There is no denying it: Osama bin Laden and the Taliban regime of Afghanistan hate America. But why? There are many reasons that we know of, and perhaps others we may never understand.

I think these extremist Muslims hate America for the same reason that so many people like it: freedom. Our laws protect the rights of women, homosexuals and Jews, for example. With their interpretation of Islam, the Taliban have persecuted women, homosexuals and Jews. Under the Taliban, women can’t go to school, work, vote or even go out without a male relative. Freedom, the way America sees it, is an abomination to the Taliban.
    Another reason some Muslim fundamentalists hate America is that we are allies to Israel. On the Internet, I found an article called "Arab-Israeli Conflict" by William B. Vogele at www.discoveryschool.com.

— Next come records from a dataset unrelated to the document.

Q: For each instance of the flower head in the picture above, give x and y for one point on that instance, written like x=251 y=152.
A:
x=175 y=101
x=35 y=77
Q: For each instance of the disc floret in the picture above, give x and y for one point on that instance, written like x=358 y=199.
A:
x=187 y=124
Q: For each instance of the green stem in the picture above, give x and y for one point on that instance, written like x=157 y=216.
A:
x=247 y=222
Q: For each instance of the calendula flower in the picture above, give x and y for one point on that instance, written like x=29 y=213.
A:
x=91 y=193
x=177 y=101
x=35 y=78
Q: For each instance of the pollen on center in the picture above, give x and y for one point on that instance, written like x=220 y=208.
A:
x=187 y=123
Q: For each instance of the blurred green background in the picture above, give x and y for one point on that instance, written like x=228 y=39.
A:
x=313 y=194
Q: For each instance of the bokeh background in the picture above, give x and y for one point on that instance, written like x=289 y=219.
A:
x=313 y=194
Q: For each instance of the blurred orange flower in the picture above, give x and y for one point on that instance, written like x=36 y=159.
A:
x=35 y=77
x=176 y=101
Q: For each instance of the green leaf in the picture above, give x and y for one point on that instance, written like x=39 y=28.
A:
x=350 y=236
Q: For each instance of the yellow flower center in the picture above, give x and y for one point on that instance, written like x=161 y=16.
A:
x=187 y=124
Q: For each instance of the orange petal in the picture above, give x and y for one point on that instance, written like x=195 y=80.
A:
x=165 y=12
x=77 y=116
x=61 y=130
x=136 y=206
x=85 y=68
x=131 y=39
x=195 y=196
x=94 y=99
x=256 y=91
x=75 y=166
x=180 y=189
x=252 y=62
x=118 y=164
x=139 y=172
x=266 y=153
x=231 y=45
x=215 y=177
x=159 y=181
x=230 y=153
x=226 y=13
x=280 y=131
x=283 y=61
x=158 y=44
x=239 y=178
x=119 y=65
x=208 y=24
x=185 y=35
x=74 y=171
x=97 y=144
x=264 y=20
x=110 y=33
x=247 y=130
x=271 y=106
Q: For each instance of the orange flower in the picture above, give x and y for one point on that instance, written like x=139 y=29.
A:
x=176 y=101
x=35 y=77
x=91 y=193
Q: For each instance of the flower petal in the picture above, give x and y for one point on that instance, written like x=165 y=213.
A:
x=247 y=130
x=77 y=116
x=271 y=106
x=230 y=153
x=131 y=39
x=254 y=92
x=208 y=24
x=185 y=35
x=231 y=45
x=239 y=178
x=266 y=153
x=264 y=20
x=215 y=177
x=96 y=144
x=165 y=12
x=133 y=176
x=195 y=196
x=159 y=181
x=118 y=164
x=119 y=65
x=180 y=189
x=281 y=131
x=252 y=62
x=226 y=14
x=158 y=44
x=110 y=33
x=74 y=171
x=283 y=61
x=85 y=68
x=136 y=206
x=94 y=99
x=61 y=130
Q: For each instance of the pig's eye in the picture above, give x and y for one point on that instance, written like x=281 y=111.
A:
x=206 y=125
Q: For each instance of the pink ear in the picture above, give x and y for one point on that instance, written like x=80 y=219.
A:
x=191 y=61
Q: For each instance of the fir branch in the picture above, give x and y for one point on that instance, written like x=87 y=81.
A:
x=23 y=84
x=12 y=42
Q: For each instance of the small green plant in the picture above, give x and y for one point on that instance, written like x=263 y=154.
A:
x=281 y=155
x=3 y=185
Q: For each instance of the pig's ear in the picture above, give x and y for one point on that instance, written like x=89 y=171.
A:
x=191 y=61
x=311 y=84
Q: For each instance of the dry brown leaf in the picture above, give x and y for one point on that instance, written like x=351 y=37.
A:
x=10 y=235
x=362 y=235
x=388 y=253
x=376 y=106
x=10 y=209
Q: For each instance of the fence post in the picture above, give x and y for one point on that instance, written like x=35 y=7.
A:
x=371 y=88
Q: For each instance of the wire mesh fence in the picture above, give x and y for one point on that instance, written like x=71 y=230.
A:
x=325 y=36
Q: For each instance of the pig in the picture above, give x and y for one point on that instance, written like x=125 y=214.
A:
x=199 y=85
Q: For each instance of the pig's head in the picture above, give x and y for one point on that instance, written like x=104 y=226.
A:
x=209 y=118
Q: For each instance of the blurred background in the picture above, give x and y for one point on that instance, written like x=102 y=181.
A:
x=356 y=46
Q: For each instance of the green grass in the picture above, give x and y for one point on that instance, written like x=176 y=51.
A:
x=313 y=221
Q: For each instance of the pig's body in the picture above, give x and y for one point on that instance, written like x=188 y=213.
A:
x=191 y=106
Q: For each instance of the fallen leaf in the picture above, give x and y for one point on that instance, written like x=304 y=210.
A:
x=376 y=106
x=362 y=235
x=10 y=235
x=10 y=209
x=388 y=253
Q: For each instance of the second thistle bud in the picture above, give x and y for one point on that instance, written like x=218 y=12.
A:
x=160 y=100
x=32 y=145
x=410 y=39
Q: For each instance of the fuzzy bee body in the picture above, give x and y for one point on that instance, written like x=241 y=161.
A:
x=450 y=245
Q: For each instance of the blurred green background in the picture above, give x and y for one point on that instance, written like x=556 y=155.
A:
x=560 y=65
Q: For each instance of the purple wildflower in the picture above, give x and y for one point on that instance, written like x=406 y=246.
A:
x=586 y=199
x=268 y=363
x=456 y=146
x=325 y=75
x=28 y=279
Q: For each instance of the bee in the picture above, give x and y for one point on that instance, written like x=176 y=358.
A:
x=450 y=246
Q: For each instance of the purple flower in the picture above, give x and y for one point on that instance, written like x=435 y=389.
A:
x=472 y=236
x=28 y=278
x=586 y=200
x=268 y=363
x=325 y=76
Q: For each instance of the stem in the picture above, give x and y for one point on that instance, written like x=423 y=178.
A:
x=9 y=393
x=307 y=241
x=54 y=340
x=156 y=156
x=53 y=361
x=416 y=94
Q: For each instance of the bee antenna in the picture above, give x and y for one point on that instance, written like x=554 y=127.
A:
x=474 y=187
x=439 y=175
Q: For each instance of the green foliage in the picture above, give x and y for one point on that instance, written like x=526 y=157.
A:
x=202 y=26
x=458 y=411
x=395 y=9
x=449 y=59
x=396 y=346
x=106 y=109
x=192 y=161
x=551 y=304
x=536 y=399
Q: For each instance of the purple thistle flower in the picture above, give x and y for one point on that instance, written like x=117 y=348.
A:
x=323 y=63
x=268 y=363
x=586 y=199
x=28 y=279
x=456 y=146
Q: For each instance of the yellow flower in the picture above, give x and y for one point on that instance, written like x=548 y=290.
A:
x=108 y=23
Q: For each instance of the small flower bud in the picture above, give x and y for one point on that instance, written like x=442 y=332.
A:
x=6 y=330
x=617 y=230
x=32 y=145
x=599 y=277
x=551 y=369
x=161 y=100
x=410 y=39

It explains the long history of conflict in the Middle East between Jews and Arabs, 90 percent of whom are Muslim. In founding Israel in 1948, Jews came in conflict with the Palestinian Arab population, with both sides claiming rights to the land of Palestine. Most Arabs feel sympathetic with the Palestinian struggle.
—Nicole O’Keeffe, 13

One reason that Muslims hate America is that U.S. troops have been placed in Saudi Arabia since the Gulf War. One of Osama bin Laden’s objectives is the removal of these troops, because he feels their presence defiles the "holy land." Saudi Arabia is the home of Islam’s two holiest sites, Mecca and Medina.
—Carl Densing, 17

Many Afghans are misinformed by their media. They think that we’re a really self-involved, materialistic group of people. Afghans aren’t getting enough information, partly because their country is so poor and so few people are educated enough to be able to read. Afghans don’t have access to the same free media that we do. In an article in the New York Times, an image consultant whose company specializes in psychological consumer research, Dr. Clotaire Rapaille said we should take action on this issue. "We are not just an imperialistic and materialistic people. We are also an idealistic, caring and loving people. Today it is a must and duty for corporations to speak to the world and deliver this message. It should be their priority," said Dr. Rampaille. The war of words and images is at least, if not more important, than a war of guns and bombs.